生きる意志が強いので、悪いとは思っているが自罰する気はないぞ。
「何事も体験が一番だぞ」
「ダインスレイフを体験させてやろうか!」
「もう体験しているぞ、アレを最初に使っていた女も短気でなあ……まあとにかく、お前は遠い場所の相手とも通話したいんだろ?」
懐かしいなあ、と一万年前を懐かしむ男。
「生きる意志が満ちている奴ってむかつくなあ……ちっとも応えてないぞ」
「とにかく、原理から言って遠く過ぎる相手とは通話できない」
おそらく、十数分前にしていれば尊敬の目で見られたであろう、知識や技術を語っていく。

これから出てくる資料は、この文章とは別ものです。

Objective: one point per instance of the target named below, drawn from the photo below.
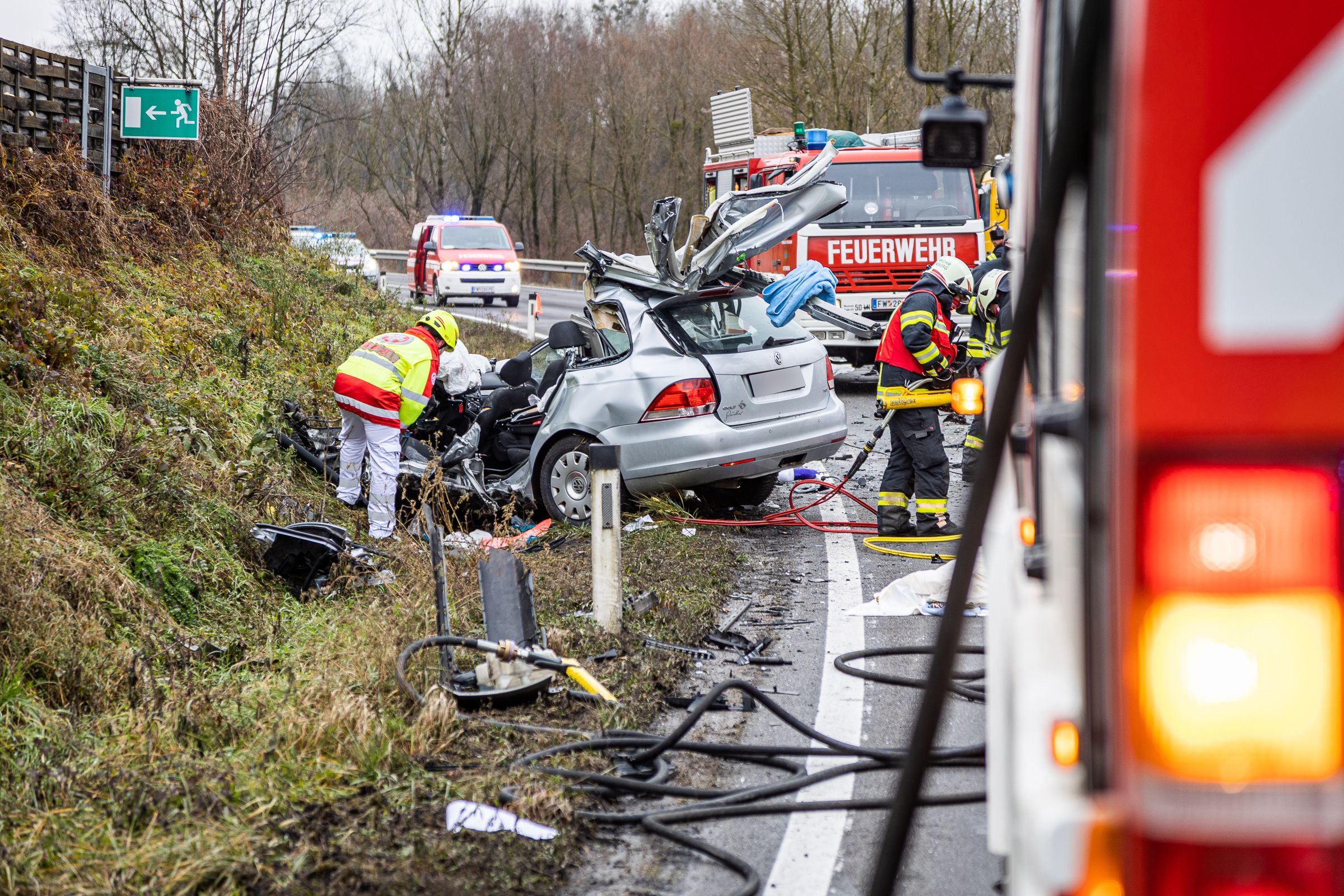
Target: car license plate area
(776, 382)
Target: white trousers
(385, 454)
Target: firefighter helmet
(993, 287)
(441, 324)
(952, 272)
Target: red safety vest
(389, 379)
(893, 348)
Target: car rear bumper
(682, 454)
(506, 284)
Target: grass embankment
(140, 367)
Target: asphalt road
(557, 305)
(818, 853)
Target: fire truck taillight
(968, 395)
(1238, 651)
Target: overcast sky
(31, 22)
(34, 23)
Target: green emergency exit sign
(160, 113)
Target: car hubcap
(570, 486)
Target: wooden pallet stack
(42, 102)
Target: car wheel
(563, 481)
(749, 493)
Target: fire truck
(1166, 644)
(899, 220)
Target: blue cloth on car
(787, 296)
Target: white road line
(812, 841)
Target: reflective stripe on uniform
(414, 396)
(926, 354)
(371, 410)
(375, 359)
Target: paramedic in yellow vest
(381, 389)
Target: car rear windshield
(474, 237)
(901, 191)
(730, 324)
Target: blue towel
(787, 296)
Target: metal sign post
(160, 113)
(605, 523)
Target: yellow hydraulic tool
(545, 660)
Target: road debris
(678, 648)
(718, 704)
(472, 816)
(642, 523)
(643, 602)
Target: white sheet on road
(906, 597)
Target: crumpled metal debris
(472, 816)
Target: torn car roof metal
(733, 228)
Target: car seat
(519, 432)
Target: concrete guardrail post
(605, 484)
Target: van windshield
(730, 325)
(901, 191)
(472, 237)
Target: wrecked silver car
(674, 361)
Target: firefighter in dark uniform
(917, 344)
(991, 325)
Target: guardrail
(393, 261)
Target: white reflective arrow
(1271, 218)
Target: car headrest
(552, 376)
(568, 335)
(516, 370)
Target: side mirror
(1003, 182)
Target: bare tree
(254, 53)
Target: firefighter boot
(893, 520)
(931, 524)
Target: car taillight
(1237, 628)
(687, 398)
(1190, 870)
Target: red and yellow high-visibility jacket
(389, 379)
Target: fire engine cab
(899, 220)
(461, 257)
(1166, 641)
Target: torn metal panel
(659, 234)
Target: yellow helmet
(441, 324)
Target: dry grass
(135, 393)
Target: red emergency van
(463, 257)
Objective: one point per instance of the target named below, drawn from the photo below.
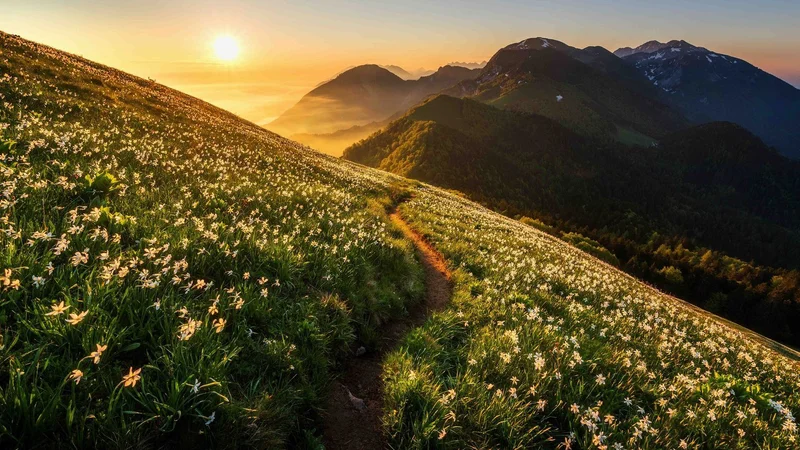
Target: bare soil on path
(352, 419)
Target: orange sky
(289, 47)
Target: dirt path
(352, 419)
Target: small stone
(357, 403)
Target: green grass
(545, 347)
(234, 268)
(230, 266)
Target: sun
(226, 48)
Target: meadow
(171, 273)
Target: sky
(288, 47)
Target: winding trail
(354, 408)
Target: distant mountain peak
(368, 71)
(656, 46)
(538, 43)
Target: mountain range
(687, 213)
(707, 86)
(360, 96)
(634, 95)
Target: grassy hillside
(711, 214)
(174, 275)
(544, 347)
(148, 233)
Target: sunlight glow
(226, 48)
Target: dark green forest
(709, 214)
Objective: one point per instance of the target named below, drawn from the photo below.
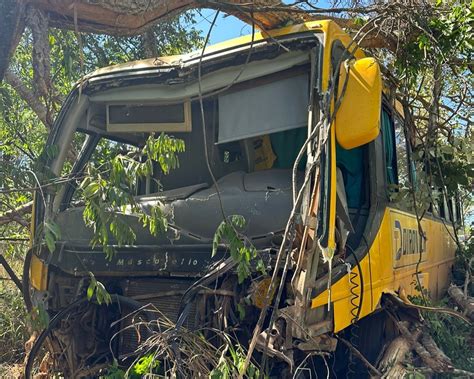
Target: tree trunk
(466, 303)
(392, 364)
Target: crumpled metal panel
(263, 198)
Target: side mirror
(357, 120)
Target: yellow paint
(38, 274)
(383, 273)
(358, 117)
(330, 29)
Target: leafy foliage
(109, 189)
(241, 250)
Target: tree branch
(28, 96)
(16, 215)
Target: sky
(228, 27)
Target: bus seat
(351, 164)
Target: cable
(355, 308)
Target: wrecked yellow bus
(297, 126)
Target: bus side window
(395, 148)
(403, 170)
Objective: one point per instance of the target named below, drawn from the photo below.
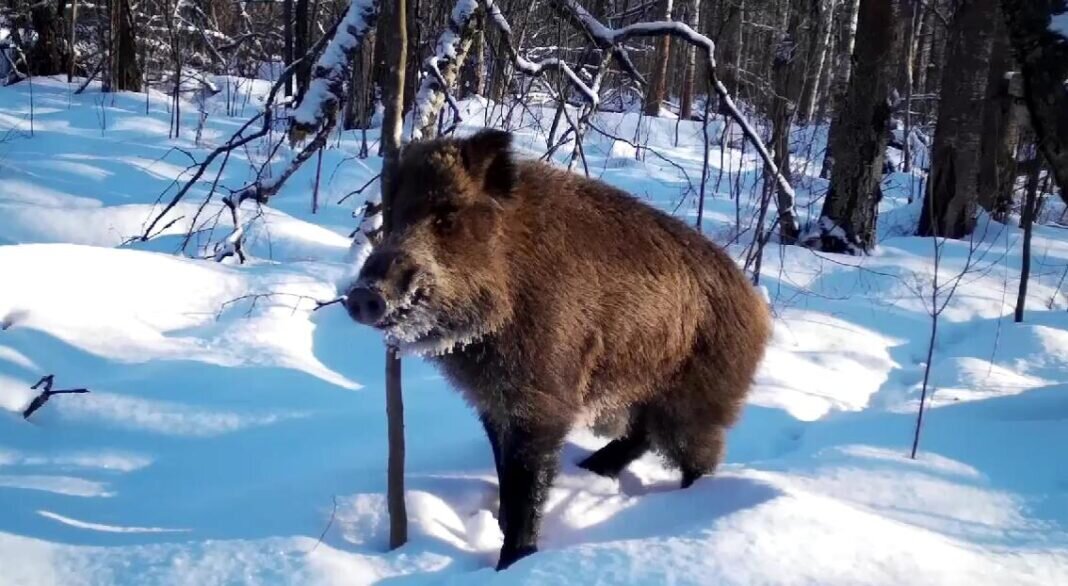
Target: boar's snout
(365, 305)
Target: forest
(189, 187)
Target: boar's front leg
(496, 436)
(529, 464)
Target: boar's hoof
(509, 556)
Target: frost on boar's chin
(547, 298)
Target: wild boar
(544, 297)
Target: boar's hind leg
(528, 468)
(496, 437)
(617, 454)
(695, 450)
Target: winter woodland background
(184, 186)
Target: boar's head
(439, 278)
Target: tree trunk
(951, 200)
(686, 99)
(1042, 56)
(817, 58)
(125, 72)
(287, 49)
(657, 92)
(393, 31)
(474, 72)
(786, 75)
(728, 51)
(301, 42)
(72, 38)
(48, 57)
(1001, 129)
(859, 137)
(843, 73)
(1027, 223)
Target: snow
(325, 91)
(231, 424)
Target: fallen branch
(442, 67)
(47, 393)
(606, 36)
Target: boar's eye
(444, 217)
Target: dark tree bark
(393, 32)
(49, 54)
(786, 75)
(125, 70)
(474, 70)
(728, 50)
(841, 76)
(689, 63)
(859, 137)
(1027, 223)
(820, 46)
(657, 92)
(301, 41)
(951, 200)
(1042, 56)
(287, 34)
(1001, 129)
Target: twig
(323, 535)
(47, 393)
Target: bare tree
(1042, 56)
(951, 201)
(658, 82)
(125, 72)
(394, 31)
(1002, 120)
(859, 138)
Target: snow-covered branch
(327, 89)
(442, 67)
(535, 68)
(606, 36)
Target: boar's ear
(487, 156)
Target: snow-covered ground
(224, 433)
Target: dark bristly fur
(545, 297)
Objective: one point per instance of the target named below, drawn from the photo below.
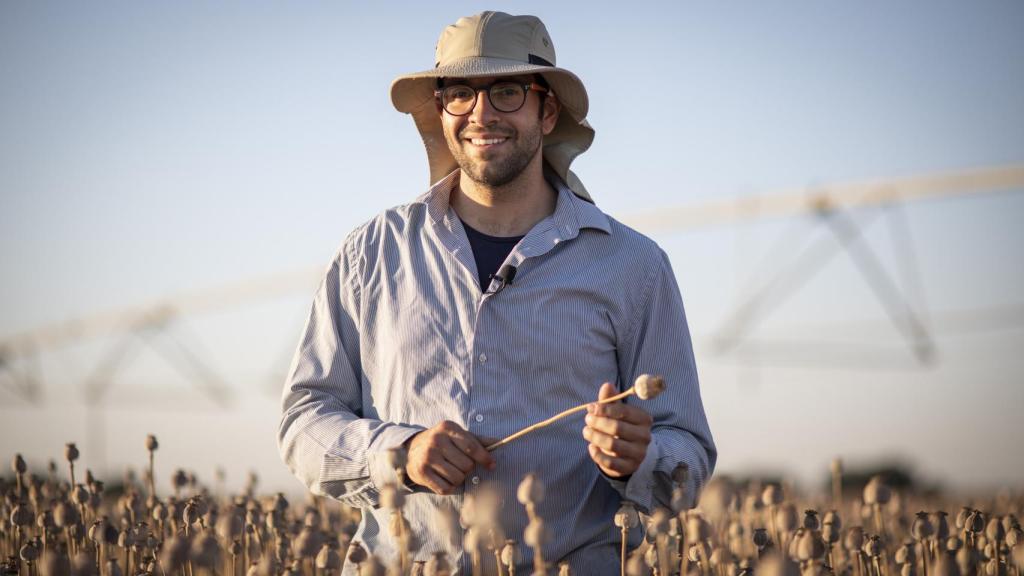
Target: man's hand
(617, 434)
(439, 458)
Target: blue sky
(152, 149)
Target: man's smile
(486, 141)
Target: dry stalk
(645, 387)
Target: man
(500, 297)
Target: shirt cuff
(381, 472)
(639, 486)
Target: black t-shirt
(489, 252)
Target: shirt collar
(571, 213)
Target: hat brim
(414, 93)
(412, 90)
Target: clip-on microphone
(504, 277)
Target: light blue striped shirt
(400, 337)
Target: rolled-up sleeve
(658, 342)
(323, 436)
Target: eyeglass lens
(505, 96)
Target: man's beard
(502, 170)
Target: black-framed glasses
(460, 99)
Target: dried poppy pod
(20, 516)
(922, 527)
(962, 518)
(647, 386)
(307, 543)
(772, 495)
(811, 521)
(785, 518)
(697, 529)
(994, 530)
(760, 537)
(29, 552)
(658, 523)
(190, 513)
(967, 560)
(941, 525)
(174, 553)
(206, 550)
(391, 497)
(877, 492)
(946, 567)
(530, 491)
(80, 495)
(829, 533)
(396, 458)
(54, 563)
(1014, 536)
(230, 525)
(510, 554)
(437, 566)
(905, 553)
(975, 522)
(776, 565)
(636, 566)
(83, 565)
(681, 474)
(537, 534)
(373, 567)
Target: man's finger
(626, 412)
(458, 458)
(613, 446)
(448, 472)
(620, 428)
(473, 447)
(616, 466)
(436, 484)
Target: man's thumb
(607, 391)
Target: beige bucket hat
(498, 44)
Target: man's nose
(482, 112)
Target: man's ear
(551, 109)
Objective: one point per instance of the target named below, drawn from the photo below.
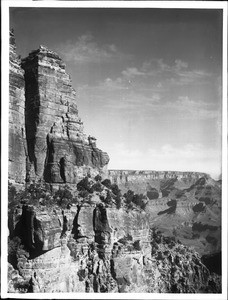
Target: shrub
(98, 178)
(63, 197)
(97, 187)
(108, 199)
(152, 194)
(129, 196)
(84, 185)
(118, 201)
(125, 239)
(15, 249)
(136, 245)
(107, 183)
(115, 189)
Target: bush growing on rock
(125, 239)
(98, 178)
(107, 183)
(84, 185)
(136, 245)
(152, 194)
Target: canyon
(74, 225)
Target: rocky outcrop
(17, 141)
(46, 137)
(115, 252)
(58, 149)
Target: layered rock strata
(45, 127)
(113, 251)
(58, 149)
(17, 140)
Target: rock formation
(90, 236)
(46, 122)
(115, 252)
(17, 140)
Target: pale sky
(148, 81)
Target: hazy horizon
(148, 81)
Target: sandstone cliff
(88, 244)
(44, 119)
(17, 139)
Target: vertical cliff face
(17, 142)
(44, 120)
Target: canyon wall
(44, 119)
(17, 139)
(101, 249)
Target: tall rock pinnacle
(17, 141)
(58, 149)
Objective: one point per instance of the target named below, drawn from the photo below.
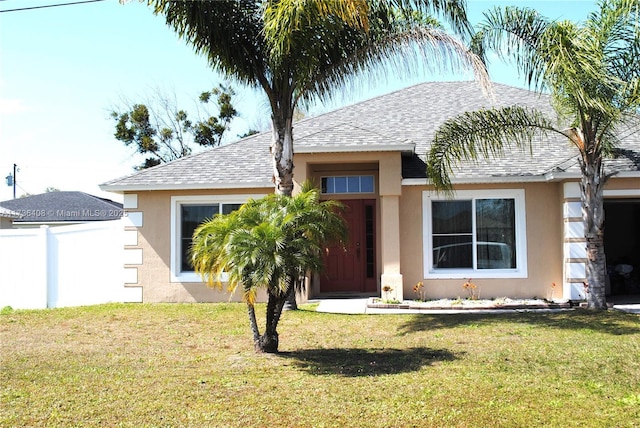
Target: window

「基本的に、この宝貝も山彦の術の応用だからな。他の仙術同様に、気配を感じられる範囲の外には効果が及ばない。エッケザックスを手にしたスイボクならともかく、遠すぎる相手には通じないぞ」
「どうにかできるのか?」
「もちろんだ、俺は大天狗だぞ。準備さえ整えば、どうとでもなる。具体的には、途中に宝貝を設置して、伝えていけばいいのだ。その宝貝を一個作れば、ウンガイキョウで増やせるから問題ないだろう」
「中継局か……なるほど、電波と同じだな。で、どれぐらいかかる?」
「専念するなら、材料さえそろえば三日で作れるだろう。ただ、確認するが兄弟石は一対でいいのか? ウンガイキョウで増やした場合、全部に話が通るぞ」
出血している自分の頭に、宝貝の包帯を巻き始めたセル。
その話の内容は、右京にはよくわかる。
なるほど、ウンガイキョウは完全にコピーしてしまうので、この場合は不適当なのだろう。
一対の兄弟石をA,Bとして、Bを百個にしたとする。
Aから発信された声は、B全部へ伝わってしまう。更に、百個あるB全部の声がA一つに注ぐのだ。
それはそれで使い道がありそうだが、大変そうである。
「携帯電話というか、無線機だな……いや、それでもありがたいが……」
「混ざらないように調整した兄弟石は作れるが、そっちも作るとなるとそこそこ時間がかかるぞ。それに、石がとんでもない量になるが」
「そっちもどうにかできるのか?」
「新しく作ればなんとかなるな。ただ構想を練るところから始めないといけないからな、七日はかかると思え」
「……そんなんでいいのか?!」
「原理は簡単だからな、双右腕に比べれば玩具みたいなもんだ。さっきの無礼も合わせて、謝罪と思え」
それを聞いて、右京は自慢げな顔を殴っていた。
「謝るなら最初からするな」
正蔵もパレットもステンドも、自由過ぎる初代エリクサー所持者に突っ込む気力が無かった。
なので、もう力尽きている。よって、右京を止める者はどこにもいなかった。